Recuerdo el río.
Una sensación que recuerdo de mi infancia, un río serpenteando escondido en un recodo del camino, un lugar que no había sido descubierto y que sin embargo tomamos con nuestro. Íbamos las tardes a pescar o al menos a intentarlo, entre los juegos y las bromas, siempre obteníamos alguna presa que luego sería plato del gato del pueblo.
La entrada del lugar estaba oculta y aunque habían huellas de neumáticos ellas giraban hacia la izquierda cuando nosotros lo hacíamos a la derecha, entre los matorrales y los helechos y los arañazos en las piernas descubiertas, propio de la valentía juvenil nos convertíamos en adultos e intrépidos exploradores, escondiéndonos del mundo para encontrar nuestro refugio. Unos quince minutos a pie después, encontrábamos una gran explanada de piedras, todas ellas propias del río, que ahora menos caudaloso estaban blanquecinas. Había algún que otro charco mohoso, lleno de renacuajos que también formarían parte de la diversión.
Antes de entrar, nos aprovisionábamos escarbando en la tierra húmeda, buscando las lombrices y para obtener mayores tesoros íbamos de caza tras algún que otro indefenso saltamontes, que pronto se daría un chapuzón.
El lugar era inmenso, pero estaba protegido por los árboles, sólo el río dejaba su vista abierta, el resto era puro verde y pájaros cantando. La inocencias propia de la edad no deja lugar a la inconsciencia de estar completamente solos y alejados de cualquier accidente, pero esas cosas no se piensan cuando uno planea divertirse pescando carpas. Eramos cinco chicos, dos tres años más pequeños y la hermanda de uno de ellos.
Comenzábamos como los profesionales, lanzando el anzuelo lo más lejos posible, justo en la sombra de los árboles que se inclinaban sobre las aguas, con el miedo entre los dientes de que el cable se enrollase entre sus ramas, el problema de un sencillo chapuzón y una alerta para los indefenso peces que pudieran estar por ahí. Lejos, viajaba el incrustado saltamontes. Esperábamos con paciencia, de mientras construíamos una sencilla presa, para meter dentro la capturas, amontonábamos las piedras dejando que el agua se escurriera entre sus rendijas, un barro intenso de momento, para luego obtener el claro de sus aguas.

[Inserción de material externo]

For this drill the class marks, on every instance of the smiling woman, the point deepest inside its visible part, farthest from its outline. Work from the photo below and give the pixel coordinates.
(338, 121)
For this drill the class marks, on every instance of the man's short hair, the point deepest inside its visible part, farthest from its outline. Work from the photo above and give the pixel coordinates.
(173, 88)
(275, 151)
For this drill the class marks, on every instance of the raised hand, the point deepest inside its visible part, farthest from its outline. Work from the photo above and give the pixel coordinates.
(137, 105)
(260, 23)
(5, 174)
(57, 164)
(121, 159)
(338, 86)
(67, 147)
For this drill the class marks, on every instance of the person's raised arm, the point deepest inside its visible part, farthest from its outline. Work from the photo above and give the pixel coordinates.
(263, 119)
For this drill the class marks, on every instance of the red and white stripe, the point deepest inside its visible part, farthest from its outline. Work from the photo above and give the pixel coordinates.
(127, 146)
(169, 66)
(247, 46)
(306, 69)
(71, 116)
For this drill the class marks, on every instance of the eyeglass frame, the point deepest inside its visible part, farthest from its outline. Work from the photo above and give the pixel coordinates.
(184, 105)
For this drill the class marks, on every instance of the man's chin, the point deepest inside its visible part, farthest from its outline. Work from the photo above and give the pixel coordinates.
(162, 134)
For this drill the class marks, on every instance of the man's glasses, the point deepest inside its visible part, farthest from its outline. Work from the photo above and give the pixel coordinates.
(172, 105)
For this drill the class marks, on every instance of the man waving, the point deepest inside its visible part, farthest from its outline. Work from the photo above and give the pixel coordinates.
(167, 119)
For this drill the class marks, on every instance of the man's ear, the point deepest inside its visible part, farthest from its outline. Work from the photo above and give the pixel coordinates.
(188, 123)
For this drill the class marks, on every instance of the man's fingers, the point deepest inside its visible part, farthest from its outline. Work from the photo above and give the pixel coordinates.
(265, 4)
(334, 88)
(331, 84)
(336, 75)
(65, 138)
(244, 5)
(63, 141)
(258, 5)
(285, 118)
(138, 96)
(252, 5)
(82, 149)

Como la impaciencia era propia, recogíamos antes el sedal, sin premio y sin presa, por decir que el saltamontes había volado, tal vez por gracia de algún pez o en pleno viaje hacia su chapuzón. Así que después de intentarlo varias veces, cambiábamos nuestro método. Ya que unos metros abajo de ese gran llano, el río se dividía, una parte mucho más ancha y profunda con aguas lentas y calmadas y otra de dos palmos con piedras salpicando su camino, esa era la parte divertida, cambiábamos el anzuelo por las moscas, por la cuchara y lanzábamos el cebo para recogerlo a toda prisa.
Aquí es donde obteníamos gran parte de las presas, la mayoría pequeñas que alojábamos en su nuevo hábitat, futuras comidas para el gato que seguramente ya se estaría relamiendo pensando en que sus alimentadores habían salido de casa.
Me viene a la memoria el sonido del agua, saltando de roca en roca, su blanca espuma propia de la lucha, el sol en plena espalda quemando la tarde, el ruido incesante de los pájaros, el olor intenso a fango y agua, metido de lleno en el curso de las aguas, sintiendo con los pies descalzo las resbaladizas rocas entre mis dedos. Recuerdo como el aire movía los arboles y la hojas entonaban su canción, era uno de los mejores momentos que ahora extraigo de mi recuerdo para vivirlo en presente."